Many Americans are not aware that medicines that languish in home cabinets are highly susceptible to diversion, misuse, and abuse. Rates of prescription drug abuse in the U.S. are increasing at high rates, as are the number of accidental poisonings and overdoses due to these drugs. Studies show that a majority of abused prescription drugs are obtained from family and friends, including from the home medicine cabinet. In addition, many Americans do not know how to properly dispose of their unused medicine, often flushing them down the toilet or throwing them away - both potential safety and health hazards.

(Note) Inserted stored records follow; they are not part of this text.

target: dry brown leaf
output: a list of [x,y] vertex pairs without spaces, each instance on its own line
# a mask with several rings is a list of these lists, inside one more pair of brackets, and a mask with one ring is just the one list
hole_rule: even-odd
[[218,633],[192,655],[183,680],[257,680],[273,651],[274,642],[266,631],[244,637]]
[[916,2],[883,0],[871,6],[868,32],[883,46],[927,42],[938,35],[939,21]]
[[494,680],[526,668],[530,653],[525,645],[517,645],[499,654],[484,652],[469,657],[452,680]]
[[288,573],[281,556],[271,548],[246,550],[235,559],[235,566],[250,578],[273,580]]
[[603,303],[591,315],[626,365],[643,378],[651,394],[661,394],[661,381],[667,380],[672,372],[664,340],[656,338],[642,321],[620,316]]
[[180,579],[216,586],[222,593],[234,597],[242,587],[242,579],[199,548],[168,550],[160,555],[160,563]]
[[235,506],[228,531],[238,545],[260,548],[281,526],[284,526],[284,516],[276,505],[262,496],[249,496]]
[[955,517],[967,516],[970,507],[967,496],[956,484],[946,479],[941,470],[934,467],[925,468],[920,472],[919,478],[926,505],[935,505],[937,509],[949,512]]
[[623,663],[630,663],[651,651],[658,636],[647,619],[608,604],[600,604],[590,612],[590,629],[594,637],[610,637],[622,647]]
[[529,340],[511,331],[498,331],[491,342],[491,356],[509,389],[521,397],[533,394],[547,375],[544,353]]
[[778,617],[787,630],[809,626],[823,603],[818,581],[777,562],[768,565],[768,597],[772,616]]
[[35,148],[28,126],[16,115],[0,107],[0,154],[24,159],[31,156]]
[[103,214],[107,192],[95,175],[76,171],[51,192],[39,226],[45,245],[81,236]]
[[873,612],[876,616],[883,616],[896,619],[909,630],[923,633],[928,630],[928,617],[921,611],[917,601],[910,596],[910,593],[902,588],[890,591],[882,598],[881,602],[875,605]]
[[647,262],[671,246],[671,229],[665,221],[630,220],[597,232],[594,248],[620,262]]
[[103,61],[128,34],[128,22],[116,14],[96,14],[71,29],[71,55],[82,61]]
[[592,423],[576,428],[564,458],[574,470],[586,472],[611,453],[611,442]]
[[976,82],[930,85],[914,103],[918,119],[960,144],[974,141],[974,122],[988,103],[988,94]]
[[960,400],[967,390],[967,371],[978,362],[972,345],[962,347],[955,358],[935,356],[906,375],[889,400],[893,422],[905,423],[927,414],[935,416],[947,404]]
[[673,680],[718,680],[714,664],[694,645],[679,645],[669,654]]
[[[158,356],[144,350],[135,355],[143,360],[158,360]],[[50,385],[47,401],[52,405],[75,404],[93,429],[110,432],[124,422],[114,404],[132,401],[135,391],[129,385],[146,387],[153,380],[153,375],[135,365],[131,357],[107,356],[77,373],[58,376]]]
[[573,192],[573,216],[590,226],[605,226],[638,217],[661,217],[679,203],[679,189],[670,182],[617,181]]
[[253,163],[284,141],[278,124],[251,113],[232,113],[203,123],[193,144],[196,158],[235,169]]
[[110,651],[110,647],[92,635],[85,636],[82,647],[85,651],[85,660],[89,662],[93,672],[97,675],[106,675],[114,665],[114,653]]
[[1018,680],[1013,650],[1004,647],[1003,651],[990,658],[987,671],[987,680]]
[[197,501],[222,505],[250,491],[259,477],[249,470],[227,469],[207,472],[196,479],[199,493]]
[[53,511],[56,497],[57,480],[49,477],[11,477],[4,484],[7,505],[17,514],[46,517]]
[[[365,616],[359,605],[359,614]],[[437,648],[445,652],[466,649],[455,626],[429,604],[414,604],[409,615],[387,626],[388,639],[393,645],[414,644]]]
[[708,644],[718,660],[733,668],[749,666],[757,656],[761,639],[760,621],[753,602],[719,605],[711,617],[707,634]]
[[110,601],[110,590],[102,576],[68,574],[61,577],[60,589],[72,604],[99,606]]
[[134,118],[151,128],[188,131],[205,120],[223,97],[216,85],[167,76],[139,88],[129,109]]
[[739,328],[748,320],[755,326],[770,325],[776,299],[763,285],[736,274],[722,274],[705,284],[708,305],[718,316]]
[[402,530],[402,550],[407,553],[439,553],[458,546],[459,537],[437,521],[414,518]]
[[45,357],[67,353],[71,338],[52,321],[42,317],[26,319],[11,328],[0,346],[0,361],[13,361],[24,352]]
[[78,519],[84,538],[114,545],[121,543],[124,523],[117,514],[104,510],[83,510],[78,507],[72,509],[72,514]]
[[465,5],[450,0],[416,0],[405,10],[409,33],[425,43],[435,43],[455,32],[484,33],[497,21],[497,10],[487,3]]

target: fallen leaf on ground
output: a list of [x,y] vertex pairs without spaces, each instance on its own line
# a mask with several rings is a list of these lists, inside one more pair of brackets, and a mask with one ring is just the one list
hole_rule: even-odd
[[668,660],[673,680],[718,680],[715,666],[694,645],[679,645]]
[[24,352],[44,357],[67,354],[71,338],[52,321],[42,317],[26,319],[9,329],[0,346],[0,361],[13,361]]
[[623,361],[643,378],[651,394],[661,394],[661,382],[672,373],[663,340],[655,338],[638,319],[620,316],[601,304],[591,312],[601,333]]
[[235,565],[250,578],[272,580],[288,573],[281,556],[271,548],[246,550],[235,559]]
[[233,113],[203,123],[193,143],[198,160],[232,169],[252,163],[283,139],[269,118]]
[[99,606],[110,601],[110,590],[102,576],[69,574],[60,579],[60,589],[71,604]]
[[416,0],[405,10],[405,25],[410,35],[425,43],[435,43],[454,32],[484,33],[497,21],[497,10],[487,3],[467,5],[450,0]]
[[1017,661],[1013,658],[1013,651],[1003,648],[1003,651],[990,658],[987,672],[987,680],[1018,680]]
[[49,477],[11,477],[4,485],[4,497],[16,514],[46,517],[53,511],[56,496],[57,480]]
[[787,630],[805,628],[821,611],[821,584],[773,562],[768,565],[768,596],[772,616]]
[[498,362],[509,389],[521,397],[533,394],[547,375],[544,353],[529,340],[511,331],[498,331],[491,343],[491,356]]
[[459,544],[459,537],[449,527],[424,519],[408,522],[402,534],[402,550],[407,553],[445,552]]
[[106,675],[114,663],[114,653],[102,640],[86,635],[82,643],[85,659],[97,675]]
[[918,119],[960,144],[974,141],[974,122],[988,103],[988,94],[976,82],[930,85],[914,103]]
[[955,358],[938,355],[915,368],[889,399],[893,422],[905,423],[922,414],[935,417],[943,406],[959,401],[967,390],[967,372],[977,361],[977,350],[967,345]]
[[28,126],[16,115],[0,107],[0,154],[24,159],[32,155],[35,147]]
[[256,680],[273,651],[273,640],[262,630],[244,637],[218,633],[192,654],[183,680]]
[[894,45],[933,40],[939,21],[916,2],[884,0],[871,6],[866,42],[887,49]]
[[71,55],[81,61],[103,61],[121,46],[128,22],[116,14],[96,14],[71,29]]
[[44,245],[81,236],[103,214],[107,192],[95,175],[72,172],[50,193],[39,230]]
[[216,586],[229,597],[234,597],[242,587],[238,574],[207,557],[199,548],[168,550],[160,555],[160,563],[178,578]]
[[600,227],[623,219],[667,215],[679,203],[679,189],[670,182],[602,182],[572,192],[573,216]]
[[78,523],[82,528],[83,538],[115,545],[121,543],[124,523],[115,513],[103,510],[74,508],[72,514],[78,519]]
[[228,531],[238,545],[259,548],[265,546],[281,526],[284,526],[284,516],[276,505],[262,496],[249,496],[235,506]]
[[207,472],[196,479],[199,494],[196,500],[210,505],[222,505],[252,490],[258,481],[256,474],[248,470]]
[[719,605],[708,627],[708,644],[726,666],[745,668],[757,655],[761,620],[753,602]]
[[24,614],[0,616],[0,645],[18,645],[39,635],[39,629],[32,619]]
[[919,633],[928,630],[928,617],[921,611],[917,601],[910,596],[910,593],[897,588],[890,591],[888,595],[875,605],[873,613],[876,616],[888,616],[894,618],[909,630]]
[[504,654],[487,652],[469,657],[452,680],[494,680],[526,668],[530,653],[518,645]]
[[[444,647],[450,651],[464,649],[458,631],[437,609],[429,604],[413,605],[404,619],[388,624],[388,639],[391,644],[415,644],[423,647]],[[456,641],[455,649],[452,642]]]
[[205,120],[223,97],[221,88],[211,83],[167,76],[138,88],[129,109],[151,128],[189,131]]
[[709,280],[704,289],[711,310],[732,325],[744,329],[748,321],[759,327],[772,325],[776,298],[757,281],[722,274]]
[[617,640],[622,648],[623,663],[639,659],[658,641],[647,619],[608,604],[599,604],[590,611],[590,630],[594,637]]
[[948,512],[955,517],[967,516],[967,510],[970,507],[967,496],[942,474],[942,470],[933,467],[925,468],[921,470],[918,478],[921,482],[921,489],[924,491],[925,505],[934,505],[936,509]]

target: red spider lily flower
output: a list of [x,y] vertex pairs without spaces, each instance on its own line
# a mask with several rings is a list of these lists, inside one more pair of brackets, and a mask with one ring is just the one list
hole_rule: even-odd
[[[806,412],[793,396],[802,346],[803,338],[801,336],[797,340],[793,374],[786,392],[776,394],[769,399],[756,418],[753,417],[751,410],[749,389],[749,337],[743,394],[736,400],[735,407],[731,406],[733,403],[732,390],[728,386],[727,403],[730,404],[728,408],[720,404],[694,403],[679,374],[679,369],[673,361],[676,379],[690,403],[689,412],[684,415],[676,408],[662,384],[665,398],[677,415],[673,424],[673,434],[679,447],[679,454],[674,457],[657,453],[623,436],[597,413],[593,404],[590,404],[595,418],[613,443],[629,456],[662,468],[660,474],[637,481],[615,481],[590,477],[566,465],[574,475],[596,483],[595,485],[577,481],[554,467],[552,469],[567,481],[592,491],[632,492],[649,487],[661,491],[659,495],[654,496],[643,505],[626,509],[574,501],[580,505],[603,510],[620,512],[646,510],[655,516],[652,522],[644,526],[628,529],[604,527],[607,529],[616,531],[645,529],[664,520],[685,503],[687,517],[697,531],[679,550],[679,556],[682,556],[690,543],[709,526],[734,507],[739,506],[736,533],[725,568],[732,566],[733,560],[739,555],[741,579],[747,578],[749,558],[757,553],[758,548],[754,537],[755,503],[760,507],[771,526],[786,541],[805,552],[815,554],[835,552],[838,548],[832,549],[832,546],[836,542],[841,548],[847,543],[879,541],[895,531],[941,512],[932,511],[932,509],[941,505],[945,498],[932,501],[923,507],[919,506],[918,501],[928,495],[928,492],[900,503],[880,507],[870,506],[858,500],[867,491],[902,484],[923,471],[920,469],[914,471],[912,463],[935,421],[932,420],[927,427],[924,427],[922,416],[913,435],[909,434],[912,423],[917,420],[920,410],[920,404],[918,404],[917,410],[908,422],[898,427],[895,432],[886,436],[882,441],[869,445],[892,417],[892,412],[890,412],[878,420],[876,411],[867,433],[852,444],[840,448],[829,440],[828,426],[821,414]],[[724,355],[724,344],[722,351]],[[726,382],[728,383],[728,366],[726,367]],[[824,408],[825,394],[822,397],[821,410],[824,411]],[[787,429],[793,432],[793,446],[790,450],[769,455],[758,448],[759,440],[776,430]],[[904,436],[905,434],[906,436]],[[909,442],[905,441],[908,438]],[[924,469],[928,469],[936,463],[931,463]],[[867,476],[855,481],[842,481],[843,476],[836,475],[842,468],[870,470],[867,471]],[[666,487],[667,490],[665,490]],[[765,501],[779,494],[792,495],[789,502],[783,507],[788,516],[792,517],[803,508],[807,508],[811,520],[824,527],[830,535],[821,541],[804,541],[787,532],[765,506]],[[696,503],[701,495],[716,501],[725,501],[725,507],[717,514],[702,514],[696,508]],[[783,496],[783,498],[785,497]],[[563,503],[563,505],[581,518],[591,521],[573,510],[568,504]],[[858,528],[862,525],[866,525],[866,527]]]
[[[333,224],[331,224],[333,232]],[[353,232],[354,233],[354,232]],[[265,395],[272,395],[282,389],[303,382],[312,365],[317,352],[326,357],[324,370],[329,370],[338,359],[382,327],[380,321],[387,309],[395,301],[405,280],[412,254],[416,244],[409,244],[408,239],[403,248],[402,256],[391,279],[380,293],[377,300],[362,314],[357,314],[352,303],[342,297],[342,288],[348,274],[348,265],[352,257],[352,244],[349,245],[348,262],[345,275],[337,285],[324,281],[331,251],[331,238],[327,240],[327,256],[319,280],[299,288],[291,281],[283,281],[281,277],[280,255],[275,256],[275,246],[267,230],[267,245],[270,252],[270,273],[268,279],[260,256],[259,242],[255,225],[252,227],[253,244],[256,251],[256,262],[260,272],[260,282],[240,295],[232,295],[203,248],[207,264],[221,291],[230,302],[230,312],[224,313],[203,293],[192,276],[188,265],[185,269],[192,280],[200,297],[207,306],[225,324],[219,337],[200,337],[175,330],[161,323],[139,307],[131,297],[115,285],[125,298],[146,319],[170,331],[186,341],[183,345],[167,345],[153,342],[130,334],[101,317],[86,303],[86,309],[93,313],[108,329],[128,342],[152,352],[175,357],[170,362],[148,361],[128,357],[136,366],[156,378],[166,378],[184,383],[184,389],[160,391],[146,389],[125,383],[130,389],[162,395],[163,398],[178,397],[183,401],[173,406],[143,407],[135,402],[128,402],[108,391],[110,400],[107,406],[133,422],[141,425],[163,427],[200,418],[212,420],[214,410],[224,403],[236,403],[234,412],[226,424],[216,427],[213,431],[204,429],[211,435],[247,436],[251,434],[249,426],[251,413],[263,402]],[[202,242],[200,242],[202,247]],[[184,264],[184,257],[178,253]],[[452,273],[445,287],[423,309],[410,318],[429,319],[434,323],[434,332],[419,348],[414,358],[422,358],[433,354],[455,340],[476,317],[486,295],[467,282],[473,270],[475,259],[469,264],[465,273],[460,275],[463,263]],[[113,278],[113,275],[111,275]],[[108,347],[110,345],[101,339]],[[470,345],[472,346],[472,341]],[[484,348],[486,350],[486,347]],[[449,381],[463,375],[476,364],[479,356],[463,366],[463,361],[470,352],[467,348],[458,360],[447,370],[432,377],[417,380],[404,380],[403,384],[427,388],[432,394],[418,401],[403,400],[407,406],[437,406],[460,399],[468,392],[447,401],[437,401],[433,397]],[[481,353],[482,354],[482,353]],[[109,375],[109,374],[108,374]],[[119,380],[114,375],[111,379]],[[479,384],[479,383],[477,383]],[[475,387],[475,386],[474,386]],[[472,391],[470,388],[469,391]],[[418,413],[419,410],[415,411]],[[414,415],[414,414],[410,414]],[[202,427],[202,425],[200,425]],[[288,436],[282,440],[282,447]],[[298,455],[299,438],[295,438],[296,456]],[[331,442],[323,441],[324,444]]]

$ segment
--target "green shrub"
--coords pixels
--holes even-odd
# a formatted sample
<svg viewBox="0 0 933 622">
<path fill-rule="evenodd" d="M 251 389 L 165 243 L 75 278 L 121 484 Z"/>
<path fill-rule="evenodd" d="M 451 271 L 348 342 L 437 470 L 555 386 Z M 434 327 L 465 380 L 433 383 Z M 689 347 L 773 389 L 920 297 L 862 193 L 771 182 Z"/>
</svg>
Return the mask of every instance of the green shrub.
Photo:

"The National Prescription Drug Take-Back campaign will provide a safe way for Americans to dispose of their unwanted prescription drugs," said Michele M. Leonhart, acting administrator of the Drug Enforcement Administration. "This effort symbolizes DEA's commitment to halting the disturbing rise in addiction caused by their misuse and abuse. Working together with our state and local partners, the medical community, anti-drug coalitions, and a concerned public, we will eliminate a major source of abused prescription drugs, and reduce the hazard they pose to our families and communities in a safe, legal, and environmentally sound way."
Other participants in this initiative include the White House Office of National Drug Control Policy; the Partnership for a Drug-Free America; the International Association of Chiefs of Police; the National Association of Attorneys General; the National Association of Boards of Pharmacy; the Federation of State Medical Boards; and the National District Attorneys Association.
Locally, the Newton County Sheriff's Office and DeKalb County Sheriff's Office are participating in the campaign, as are law enforcement in most Atlanta area counties and cities.